Les intermédiaires de données fonctionneront comme des tiers neutres qui mettront en relation des individus et des entreprises avec des utilisateurs de données. La Commission européenne tiendra, pour chaque État, un registre central des intermédiaires de données reconnus.
Les intermédiaires de données devront se conformer à des exigences strictes pour garantir leur neutralité et éviter les conflits d’intérêts. Dans la pratique, il doit y avoir une séparation structurelle entre le service d’intermédiation de données et tout autre service fourni. Les conditions commerciales (y compris la tarification, le cas échéant, pour la mise à disposition de données) doivent être strictement indépendantes de l’utilisation potentielle d’autres services, de la part du détenteur de données ou de l’utilisateur de données (DGA, article 12, b).
La fourniture des services d’intermédiation est soumise à une procédure de notification auprès de l’autorité compétente nationale (dont les modalités sont fixées par les articles 10 et suivants du DGA). Le projet de loi Sécuriser et réguler l’espace numérique prévoit qu’en France, l’autorité compétente sera l’ARCEP, Autorité de régulation des communications électroniques, des postes et de la distribution de la presse.

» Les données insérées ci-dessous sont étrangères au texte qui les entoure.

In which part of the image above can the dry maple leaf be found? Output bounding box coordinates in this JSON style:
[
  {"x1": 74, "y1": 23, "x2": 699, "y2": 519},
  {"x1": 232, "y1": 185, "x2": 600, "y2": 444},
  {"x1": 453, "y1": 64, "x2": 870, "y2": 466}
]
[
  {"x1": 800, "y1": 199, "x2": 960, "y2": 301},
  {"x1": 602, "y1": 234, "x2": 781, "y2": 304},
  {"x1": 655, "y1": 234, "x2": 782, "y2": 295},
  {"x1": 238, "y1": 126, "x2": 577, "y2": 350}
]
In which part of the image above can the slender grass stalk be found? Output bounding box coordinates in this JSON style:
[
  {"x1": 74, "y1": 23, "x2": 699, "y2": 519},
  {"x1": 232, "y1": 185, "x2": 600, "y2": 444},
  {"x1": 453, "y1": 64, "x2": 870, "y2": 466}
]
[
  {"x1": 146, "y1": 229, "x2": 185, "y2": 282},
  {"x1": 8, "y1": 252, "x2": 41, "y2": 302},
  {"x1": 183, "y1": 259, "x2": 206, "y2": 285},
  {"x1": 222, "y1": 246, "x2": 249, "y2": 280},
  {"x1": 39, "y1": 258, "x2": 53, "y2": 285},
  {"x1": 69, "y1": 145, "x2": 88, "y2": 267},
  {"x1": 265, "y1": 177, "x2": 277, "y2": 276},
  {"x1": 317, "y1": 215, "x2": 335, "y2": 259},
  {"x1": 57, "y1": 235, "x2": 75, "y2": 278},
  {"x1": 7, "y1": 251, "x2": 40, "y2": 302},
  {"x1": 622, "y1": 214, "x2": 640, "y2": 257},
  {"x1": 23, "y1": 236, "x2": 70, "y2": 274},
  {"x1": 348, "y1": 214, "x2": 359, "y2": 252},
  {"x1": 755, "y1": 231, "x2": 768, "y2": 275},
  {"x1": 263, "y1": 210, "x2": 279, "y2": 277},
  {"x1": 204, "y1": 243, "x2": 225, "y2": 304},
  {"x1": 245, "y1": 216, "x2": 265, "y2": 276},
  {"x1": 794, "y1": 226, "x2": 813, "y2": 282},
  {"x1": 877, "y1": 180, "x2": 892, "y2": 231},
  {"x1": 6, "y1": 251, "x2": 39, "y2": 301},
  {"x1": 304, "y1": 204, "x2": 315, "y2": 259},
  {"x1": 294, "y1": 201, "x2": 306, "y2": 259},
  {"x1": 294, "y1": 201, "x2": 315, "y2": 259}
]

La plupart des Etats membres ont désigné leurs autorités compétentes.
Après accord de l’autorité compétente, l’intermédiaire de données pourra utiliser le label « prestataire de services d’intermédiation de données reconnu dans l’Union », ainsi que les logos dédiés. En vertu de l’article 17 du DGA, d’autres entités pourront être enregistrées en tant qu’ « organisations altruistes de données reconnue dans l’Union ». Voir l’article du blog dédié à l’altruisme en matière de données.
Conseil européen de l’innovation en matière de données
Comme le prévoit le DGA, la Commission européenne a créé le Comité européen de l’innovation en matière de données (European Data Innovation Board — EDIB) afin de faciliter le partage des bonnes pratiques, dans la mise en œuvre du DGA.
L’EDIB comprend des représentants des entités suivantes (DGA, article 29) :
- Autorités compétentes des États membres pour l’intermédiation de données ;
- Autorités compétentes des États membres pour l’altruisme en matière de données ;
- Comité européen de la protection des données (EDPB) ;
- Contrôleur européen de la protection des données (CEPD) ;
- Agence de l’Union européenne pour la cybersécurité (ENISA) ;
- Commission européenne ;
- représentant de l’UE pour les PME ou d’un représentant désigné par le réseau des représentants des PME ;
- autres représentants d’organismes compétents / experts.
Le comité européen de l’innovation en matière de données devrait aider la Commission à coordonner les pratiques et les politiques nationales sur les thèmes couverts par le DGA.
Quelles sanctions ?
En cas de manquements aux dispositions du DGA, les autorités compétentes sont habilitées à prendre certaines mesures telles que la suspension ou la cessation d’un service d’intermédiation de données, ou le retrait d’une organisation altruiste de données du registre national public.
En ce qui concerne les services d’intermédiation de données, les autorités pourront également prononcer des sanctions financières. Toutefois, le Règlement ne définit pas les montants de ces sanctions : il revient à chaque État membre de les définir et de s’assurer de leur caractère proportionné, efficace et dissuasif. En France, ces sanctions devraient être prévues dans la future loi visant à sécuriser et réguler l’espace numérique (le projet de loi sera prochainement examiné en Commission mixte paritaire).